A drilling programme at Panguma is currently in progress using an in-house diamond drill rig and is providing a better density of drilling along strike of the kimberlite, and thus a higher confidence geological model. So far eight holes (for 574 m) have been drilled, with all holes intersecting the kimberlite. It is envisaged that a further four holes will be drilled and then samples of kimberlite core will be sent to the Saskatchewan Research Council (SRC) for further microdiamond analysis and grade estimation.
Two separate samples of the Panguma kimberlite, totalling 329,95 kg, were collected as part of the current work programme and were consigned to the SRC for caustic fusion (microdiamond analysis). Combined, these samples yielded 962 diamonds, weighing 1,69 carats. Some 28 diamonds were classified as >0,85 mm in size, with the largest stone measuring 5,5 mm x 4,7 mm x 3,0 mm (0,79 carats in weight).

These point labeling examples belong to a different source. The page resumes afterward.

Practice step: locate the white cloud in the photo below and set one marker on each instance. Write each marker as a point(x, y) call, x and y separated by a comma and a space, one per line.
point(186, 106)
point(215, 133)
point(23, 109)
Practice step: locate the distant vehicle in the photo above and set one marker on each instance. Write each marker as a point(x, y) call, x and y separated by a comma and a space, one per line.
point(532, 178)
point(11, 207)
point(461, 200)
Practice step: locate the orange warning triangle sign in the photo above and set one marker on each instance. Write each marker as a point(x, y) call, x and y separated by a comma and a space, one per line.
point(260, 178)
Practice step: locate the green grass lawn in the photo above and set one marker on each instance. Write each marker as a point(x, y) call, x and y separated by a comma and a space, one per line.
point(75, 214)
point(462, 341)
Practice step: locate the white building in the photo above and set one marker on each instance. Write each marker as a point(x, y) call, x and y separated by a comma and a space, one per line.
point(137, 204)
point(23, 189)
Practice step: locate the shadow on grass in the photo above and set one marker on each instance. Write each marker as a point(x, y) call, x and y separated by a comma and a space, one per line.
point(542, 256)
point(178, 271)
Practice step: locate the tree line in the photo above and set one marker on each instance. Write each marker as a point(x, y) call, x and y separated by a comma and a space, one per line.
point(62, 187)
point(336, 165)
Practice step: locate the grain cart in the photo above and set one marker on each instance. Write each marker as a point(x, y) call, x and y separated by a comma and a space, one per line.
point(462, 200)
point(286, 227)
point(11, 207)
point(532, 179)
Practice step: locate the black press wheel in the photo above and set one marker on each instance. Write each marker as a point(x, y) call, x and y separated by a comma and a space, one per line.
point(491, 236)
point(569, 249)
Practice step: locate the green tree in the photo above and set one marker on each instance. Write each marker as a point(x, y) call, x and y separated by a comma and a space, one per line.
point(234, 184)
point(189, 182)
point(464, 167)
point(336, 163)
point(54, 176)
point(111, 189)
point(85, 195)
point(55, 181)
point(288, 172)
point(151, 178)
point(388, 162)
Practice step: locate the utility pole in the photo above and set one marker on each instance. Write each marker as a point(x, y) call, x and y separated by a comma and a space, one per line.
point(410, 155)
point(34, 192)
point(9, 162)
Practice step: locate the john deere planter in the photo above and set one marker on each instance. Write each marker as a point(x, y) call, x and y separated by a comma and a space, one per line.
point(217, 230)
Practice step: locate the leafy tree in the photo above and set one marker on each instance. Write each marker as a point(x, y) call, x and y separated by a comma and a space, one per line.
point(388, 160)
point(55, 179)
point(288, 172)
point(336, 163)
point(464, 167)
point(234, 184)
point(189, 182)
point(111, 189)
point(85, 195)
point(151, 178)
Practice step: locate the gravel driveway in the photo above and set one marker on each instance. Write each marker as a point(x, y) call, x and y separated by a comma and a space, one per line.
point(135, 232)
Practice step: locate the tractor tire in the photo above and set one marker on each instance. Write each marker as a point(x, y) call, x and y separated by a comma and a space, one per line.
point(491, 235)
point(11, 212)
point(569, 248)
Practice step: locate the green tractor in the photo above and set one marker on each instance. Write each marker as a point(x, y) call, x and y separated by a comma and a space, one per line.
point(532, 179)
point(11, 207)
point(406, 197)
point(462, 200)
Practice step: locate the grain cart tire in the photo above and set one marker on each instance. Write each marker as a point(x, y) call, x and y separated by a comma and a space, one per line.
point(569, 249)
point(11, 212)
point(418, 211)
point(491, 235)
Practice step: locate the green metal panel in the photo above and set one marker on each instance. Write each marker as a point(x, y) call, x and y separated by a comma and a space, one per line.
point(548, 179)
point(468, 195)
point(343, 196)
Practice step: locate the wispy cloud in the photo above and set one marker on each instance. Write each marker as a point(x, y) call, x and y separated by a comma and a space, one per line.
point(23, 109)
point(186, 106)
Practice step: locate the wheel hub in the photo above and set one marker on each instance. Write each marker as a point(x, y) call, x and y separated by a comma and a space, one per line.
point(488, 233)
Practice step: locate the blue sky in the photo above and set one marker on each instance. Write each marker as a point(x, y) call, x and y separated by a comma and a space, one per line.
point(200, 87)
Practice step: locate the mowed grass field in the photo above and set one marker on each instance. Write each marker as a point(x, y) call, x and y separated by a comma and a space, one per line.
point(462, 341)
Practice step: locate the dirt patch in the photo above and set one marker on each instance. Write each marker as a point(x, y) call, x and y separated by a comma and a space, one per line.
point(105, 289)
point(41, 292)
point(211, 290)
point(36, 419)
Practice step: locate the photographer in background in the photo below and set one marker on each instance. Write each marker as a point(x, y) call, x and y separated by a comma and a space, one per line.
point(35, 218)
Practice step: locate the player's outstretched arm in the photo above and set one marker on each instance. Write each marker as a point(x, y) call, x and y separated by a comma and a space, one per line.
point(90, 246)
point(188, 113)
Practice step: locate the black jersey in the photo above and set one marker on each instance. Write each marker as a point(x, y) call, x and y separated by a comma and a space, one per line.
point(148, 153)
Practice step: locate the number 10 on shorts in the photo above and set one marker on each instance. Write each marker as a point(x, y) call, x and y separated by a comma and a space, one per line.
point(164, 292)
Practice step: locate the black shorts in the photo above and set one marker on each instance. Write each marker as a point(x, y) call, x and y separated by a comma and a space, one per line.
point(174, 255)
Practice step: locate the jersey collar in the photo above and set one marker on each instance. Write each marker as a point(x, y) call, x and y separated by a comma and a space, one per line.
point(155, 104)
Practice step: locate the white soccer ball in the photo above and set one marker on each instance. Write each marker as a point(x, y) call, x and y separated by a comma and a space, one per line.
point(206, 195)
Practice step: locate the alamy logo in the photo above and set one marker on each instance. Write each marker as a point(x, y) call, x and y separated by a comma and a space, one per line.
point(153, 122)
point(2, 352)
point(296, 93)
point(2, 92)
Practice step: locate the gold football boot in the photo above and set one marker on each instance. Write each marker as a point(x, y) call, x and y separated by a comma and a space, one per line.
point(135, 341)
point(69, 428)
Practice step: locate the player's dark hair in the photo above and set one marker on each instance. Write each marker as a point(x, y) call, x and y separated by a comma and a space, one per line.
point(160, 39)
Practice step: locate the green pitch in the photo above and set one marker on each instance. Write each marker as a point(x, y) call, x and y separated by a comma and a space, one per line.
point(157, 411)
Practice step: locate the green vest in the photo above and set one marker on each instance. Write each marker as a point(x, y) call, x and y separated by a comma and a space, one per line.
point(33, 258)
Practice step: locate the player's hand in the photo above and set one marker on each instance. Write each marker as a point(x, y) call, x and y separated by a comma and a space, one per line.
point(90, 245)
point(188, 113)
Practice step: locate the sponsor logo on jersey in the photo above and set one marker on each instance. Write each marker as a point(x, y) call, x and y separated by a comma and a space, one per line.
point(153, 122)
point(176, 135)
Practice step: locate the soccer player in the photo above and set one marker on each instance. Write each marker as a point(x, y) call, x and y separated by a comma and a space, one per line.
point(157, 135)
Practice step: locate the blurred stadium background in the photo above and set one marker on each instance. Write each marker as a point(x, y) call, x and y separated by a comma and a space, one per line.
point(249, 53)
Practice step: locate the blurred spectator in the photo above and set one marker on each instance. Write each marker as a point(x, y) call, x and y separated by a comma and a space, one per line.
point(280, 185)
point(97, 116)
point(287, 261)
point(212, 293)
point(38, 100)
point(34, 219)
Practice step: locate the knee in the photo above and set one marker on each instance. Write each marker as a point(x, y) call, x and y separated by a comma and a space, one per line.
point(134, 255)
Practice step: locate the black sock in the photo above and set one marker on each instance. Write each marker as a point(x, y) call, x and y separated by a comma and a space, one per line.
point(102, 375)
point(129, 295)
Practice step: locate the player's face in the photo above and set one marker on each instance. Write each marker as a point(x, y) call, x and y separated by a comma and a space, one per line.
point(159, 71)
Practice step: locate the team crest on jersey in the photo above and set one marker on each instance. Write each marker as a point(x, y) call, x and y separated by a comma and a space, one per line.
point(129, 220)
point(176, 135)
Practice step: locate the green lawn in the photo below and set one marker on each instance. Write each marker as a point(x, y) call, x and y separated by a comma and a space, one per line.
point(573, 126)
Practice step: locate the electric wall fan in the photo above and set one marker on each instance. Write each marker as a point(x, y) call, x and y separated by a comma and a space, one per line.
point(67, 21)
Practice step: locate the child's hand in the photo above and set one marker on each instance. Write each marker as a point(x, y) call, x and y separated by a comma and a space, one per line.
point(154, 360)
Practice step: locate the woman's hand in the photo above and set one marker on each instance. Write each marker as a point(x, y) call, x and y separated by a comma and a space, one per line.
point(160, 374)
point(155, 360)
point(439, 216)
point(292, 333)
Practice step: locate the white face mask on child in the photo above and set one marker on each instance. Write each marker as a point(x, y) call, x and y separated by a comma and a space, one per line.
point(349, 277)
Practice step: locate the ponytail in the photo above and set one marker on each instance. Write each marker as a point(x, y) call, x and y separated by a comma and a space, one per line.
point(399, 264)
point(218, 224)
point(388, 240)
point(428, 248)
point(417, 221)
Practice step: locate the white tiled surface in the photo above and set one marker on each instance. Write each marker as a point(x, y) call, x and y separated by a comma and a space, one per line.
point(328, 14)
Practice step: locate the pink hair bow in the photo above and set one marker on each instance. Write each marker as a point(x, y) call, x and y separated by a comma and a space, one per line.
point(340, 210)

Commenting on the progress at Tongo, Newfield Executive Director Karl Smithson noted that the boxcut has been completed with zero safety incidents. “Work is now focused on providing the necessary support of the boxcut and shaping of the haul road to attain the right angle of entry into the decline,” he said. “With the recent signing of the lease agreement for the mining equipment, which is due to arrive on site at the end of this year, we look forward to commencing the opening of the portal and driving down the decline towards the Kundu and Lando ore reserves from January 2020.
“As part of the mine design optimisation work, it became clear that an opportunity exists to develop the Tongo D-1 kimberlite from 2023 in parallel with planned mining of the Kundu and Lando kimberlites. The decision has therefore been taken to adopt a plant design enabling rapid modular expansion from 50 t/h to a nameplate 100 t/h capacity. This provides the potential for significantly expanded production rates from 2023 and also delivers the flexibility to further increase production from existing and other kimberlites that are not yet in the broader mine plan.”